/ 28 June 2012

Meyer keeps on his collision course

Flyhalf Morne Steyn was booed by the home crowd in Port Elizabeth during the final test last week.
Flyhalf Morne Steyn was booed by the home crowd in Port Elizabeth during the final test last week.

The June international window is now closed and the Super Rugby competition enters its final month of log play, which gives Heyneke Meyer ample time to reflect. When you are the Springbok coach, it takes a lot of effort to get the public on your side, but just one bad performance puts you right back to square one.

If Meyer was purring after the first-quarter display against England in Johannesburg, he was tearing his hair out by the end of the drawn final Test in Port Elizabeth. Towards the end of the game the home crowd began to boo Morné Steyn, which has not happened to a Bulls flyhalf in a Springbok jersey since the prime of one Hendrik Egnatius Botha. Steyn provided a focal point for a damp and fractious audience that wondered aloud whether the emperor had no clothes. Was this, they muttered, the shape of things to come?

Fortunately for Meyer, the national side has disbanded for the next two months. He has time to gather his lieutenants and begin to plot the way forward for the Rugby Championship. It is probably too late in his coaching career to expect a marked change in policy, however.

Indeed, Meyer’s remark straight after Saturday’s test spoke of a man confident of his path: “If we can’t execute a plan A, why go to a plan B?” And there was more. His follow-up remark was: “We will stick to this plan. It’s all about execution before innovation.”

So what is the plan? Well, it is no secret that Meyer’s success in the past has come from a simple base: win the collisions is his philosophy. It is, of course, more complex than that, just as Jake White had more strings to his bow than winning the turnover ball by chasing well-placed kicks. But the core of plan A is to win the collisions.

Nothing to fetch

It is why Meyer prefers size over skill and it is why the Boks lost a lot when Willem Alberts reported unfit for the third test. It is also why Meyer began the series with Alberts in the starting line-up instead of using him as an impact player in the manner of his predecessor, Peter de Villiers. Meyer believes that you do not need a fetcher like Heinrich Brussow for a simple reason: if you win the collisions, the opposition does not have the ball and therefore there is nothing to fetch.

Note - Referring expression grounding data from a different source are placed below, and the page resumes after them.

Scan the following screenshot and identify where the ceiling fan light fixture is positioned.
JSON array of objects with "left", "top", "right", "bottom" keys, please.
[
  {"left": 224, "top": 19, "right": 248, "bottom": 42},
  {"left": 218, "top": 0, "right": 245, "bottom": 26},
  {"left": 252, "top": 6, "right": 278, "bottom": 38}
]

So the question arises: Would the Boks have won the final Test with Alberts in the side? With Frans Steyn attending his nuptials in the Midlands, there were two key ball carriers absent, both of whom win 80% of their collisions. It is too simplistic an argument, one that ignores the opposition. In fact, during the course of the three-Test series, England worked out how to nullify the Bok game plan.

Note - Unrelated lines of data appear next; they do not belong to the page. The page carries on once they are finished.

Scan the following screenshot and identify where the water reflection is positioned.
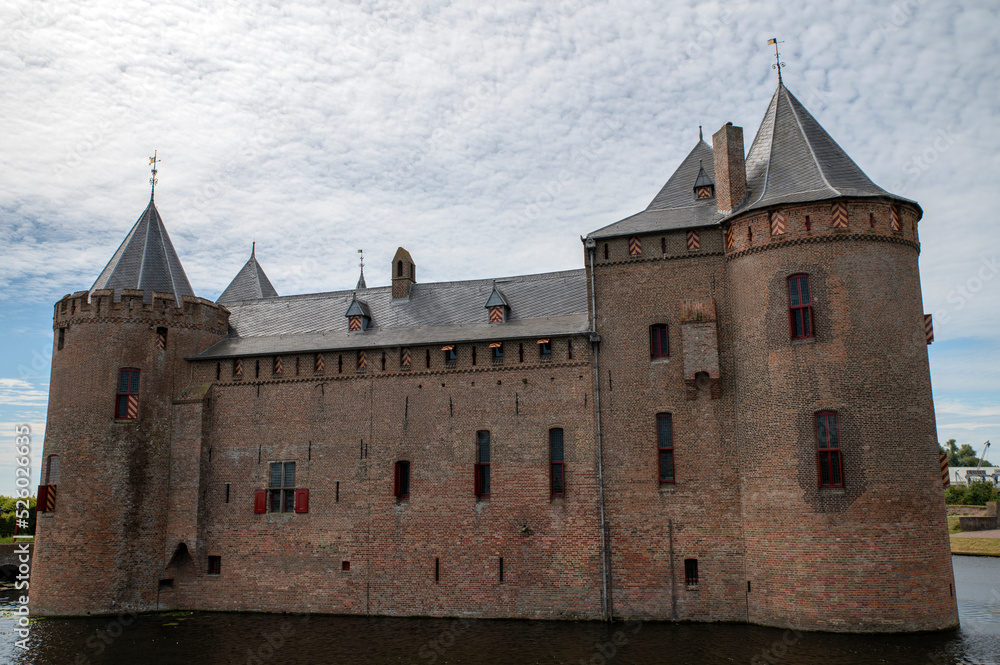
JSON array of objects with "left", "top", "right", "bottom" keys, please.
[{"left": 2, "top": 556, "right": 997, "bottom": 665}]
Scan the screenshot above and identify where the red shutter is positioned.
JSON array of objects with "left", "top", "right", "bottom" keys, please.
[
  {"left": 254, "top": 489, "right": 267, "bottom": 514},
  {"left": 473, "top": 465, "right": 479, "bottom": 497},
  {"left": 393, "top": 463, "right": 401, "bottom": 497},
  {"left": 295, "top": 489, "right": 309, "bottom": 513},
  {"left": 37, "top": 485, "right": 52, "bottom": 512}
]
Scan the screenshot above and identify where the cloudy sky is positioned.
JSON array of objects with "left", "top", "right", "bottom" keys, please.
[{"left": 1, "top": 0, "right": 998, "bottom": 494}]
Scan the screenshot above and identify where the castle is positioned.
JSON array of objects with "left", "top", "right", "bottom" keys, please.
[{"left": 31, "top": 82, "right": 959, "bottom": 632}]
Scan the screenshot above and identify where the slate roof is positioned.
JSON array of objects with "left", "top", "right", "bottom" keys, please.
[
  {"left": 737, "top": 84, "right": 916, "bottom": 214},
  {"left": 197, "top": 269, "right": 588, "bottom": 359},
  {"left": 588, "top": 84, "right": 916, "bottom": 239},
  {"left": 90, "top": 196, "right": 196, "bottom": 305},
  {"left": 587, "top": 140, "right": 721, "bottom": 239},
  {"left": 217, "top": 246, "right": 279, "bottom": 304},
  {"left": 484, "top": 286, "right": 509, "bottom": 309},
  {"left": 345, "top": 296, "right": 372, "bottom": 318}
]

It is not a case of back to the drawing board for the coach, but it is a case of watch Super Rugby closely and select wisely before the Rugby Championship. Specifically, the mid-field axis of 8, 9, 10 and 12, which last week was made up exclusively of Bulls players, needs an overhaul. The Bulls lost their last three matches before the series against England and the lack of confidence bled through to the Tests.

This week the Bulls play the Cheetahs at Loftus and they need to hit the ground running if they are to maintain an interest in the play-offs. Technically, the Cheetahs are still in with a chance of finishing in the top six and many of their players will relish the opportunity of removing the blue-tinged blinkers from the eyes of the national coach.

The Sharks have a bye and the guaranteed four points also keeps them in the hunt, whereas the Stormers host a Lions side missing coach John Mitchell. Player power has ousted the New Zealander for the moment and it may be that the meltdown of the Johannesburg-based franchise has begun in earnest.

A brave stand

Several months ago it seemed that bankruptcy might save the South African Rugby Union the task of relegating the Lions at the end of the season. But businessman Altmann Ehlers came on board to underwrite the Lions’ debt and so matters moved to the playing field.

It seems aeons ago that the Lions won the Currie Cup and the confidence engendered by it is long gone. Mitchell’s attempts to humiliate his troops into playing better failed and a brave stand from captain Josh Strauss has resulted in the coach’s suspension. The psychological state of the players will be an intriguing subtext at Newlands.

Lions flyhalf Elton Jantjies will be another player wishing to make his case to the Springbok coach, having been left on the bench for the duration of the Port Elizabeth Test despite Morné Steyn’s woeful display. A pair of Stormers thoroughbreds, Siya Kolisi and Juan de Jongh, will also hope to mobilise the popular vote.

Ultimately, Meyer can count himself fortunate to have had such a taxing series ahead of his first tournament in charge. It should have opened his eyes to the need to look beyond his favourites and cast the selection net wider into the large pool of talent available to him in Super Rugby.